# URD vs USE-2



## Cow (Jan 16, 2008)

URD is the correct terminology.


We use a fair amount of it for services. 



If you're after the service disconnect, then you most likely need 4 wires. In that case, we usually use mobile home feeder.


https://www.google.com/url?sa=t&rct...83567646.pdf&usg=AOvVaw12aUsL2QSGq-CdXJ3AhHpm


----------



## CoolWill (Jan 5, 2019)

URD cannot be brought inside of a structure unless it is also USE/USE-2/XHHW, etc. If it isn't marked with an approved insulation type, the code forbids it to enter a building. Reason being, it hasn't been tested for its flame spread.


----------



## JoeSparky (Mar 25, 2010)

Always annoying ordering this online from my SH. Most of the time I need the triple rated stuff - use-2/xhhw-2/rhh. I can never tell from their cryptic description what I am going to get. Few inspectors locally won't allow single rated use cable inside. Usually do overhead services with 4/0 or 2 triple rated use/urd

Dammit! Great minds think alike. @CoolWill was typing at the same time as me.


----------



## Galt (Sep 11, 2013)

Cow have you ever seen the letters urd on a wire.

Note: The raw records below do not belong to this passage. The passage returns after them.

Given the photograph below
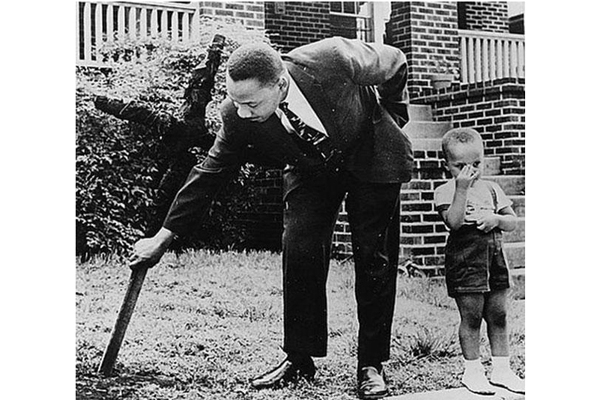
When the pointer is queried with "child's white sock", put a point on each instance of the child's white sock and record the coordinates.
(503, 376)
(474, 378)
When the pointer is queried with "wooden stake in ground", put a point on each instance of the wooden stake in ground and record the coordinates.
(118, 333)
(180, 135)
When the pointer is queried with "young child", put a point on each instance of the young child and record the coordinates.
(477, 277)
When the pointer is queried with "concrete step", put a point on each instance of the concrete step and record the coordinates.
(518, 235)
(512, 185)
(418, 112)
(427, 130)
(515, 254)
(426, 144)
(457, 394)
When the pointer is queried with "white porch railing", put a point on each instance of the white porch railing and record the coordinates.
(487, 56)
(101, 22)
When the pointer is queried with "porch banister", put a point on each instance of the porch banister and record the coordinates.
(487, 56)
(87, 32)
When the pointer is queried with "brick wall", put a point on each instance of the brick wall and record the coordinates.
(251, 14)
(495, 108)
(427, 32)
(293, 23)
(489, 16)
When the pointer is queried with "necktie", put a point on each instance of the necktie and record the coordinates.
(308, 134)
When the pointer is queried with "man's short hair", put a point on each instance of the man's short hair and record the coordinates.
(460, 135)
(255, 61)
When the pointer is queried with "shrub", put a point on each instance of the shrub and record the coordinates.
(119, 164)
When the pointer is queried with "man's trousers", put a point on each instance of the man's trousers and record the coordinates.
(311, 208)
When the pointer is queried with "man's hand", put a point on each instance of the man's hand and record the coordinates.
(148, 252)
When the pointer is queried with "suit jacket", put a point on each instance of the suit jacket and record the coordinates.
(358, 91)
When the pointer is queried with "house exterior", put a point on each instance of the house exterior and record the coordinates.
(471, 41)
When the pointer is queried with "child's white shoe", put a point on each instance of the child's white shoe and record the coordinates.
(474, 379)
(508, 380)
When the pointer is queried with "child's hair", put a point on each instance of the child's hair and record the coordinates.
(460, 135)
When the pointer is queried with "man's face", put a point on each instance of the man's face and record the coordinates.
(254, 101)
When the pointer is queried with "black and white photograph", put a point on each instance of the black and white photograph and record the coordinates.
(300, 200)
(252, 200)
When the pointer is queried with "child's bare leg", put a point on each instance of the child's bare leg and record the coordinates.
(494, 313)
(495, 318)
(471, 307)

I have used them to describe underground wire but I don't think it's found in any codes or manufacturers catalogs.


----------



## JoeSparky (Mar 25, 2010)

CoolWill said:


> URD cannot be brought inside of a structure unless it is also USE/USE-2/XHHW, etc. If it isn't marked with an approved insulation type, the code forbids it to enter a building. Reason being, it hasn't been tested for its flame spread.



Yet, the plumbers pipe the entire house in Pex, otherwise known as crosslinked polyethylene. Care to guess what the type XLPE insulation on USE cable is made of?


----------



## Cow (Jan 16, 2008)

Galt said:


> Cow have you ever seen the letters urd on a wire. I have used them to describe underground wire but I don't think it's found in any codes or manufacturers catalogs.



I don't think I have. 



But, it's definitely found in catalogs as the original poster mentioned as "underground residential distribution" or "underground distribution" cable.

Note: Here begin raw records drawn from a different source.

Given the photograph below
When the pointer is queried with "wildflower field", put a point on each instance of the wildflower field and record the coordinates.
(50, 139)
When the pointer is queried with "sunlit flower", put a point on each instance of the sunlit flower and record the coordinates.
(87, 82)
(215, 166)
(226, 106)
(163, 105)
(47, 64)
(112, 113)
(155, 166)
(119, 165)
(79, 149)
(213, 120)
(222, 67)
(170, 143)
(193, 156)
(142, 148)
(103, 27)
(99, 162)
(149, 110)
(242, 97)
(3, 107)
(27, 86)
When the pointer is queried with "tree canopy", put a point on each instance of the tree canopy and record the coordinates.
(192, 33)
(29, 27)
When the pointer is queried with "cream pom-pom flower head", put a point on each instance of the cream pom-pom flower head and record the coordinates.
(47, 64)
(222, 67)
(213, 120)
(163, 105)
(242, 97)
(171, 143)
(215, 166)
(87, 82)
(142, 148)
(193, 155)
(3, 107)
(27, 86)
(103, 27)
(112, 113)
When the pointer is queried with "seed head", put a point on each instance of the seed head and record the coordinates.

I usually find it as USE or RHH RHW, etc type wire in the code book.


----------



## tmessner (Apr 1, 2013)

URD is just USE made up in triplex or quadplex. Ever try to buy a #1 triplex urd for a 100 amp feeder? Can't be found. You use either #1 use single or 1/0 triplex and that is a bad deal in a 100 amp main breaker loadcenter or coming off of a 100 amp breaker in a resi panel.


----------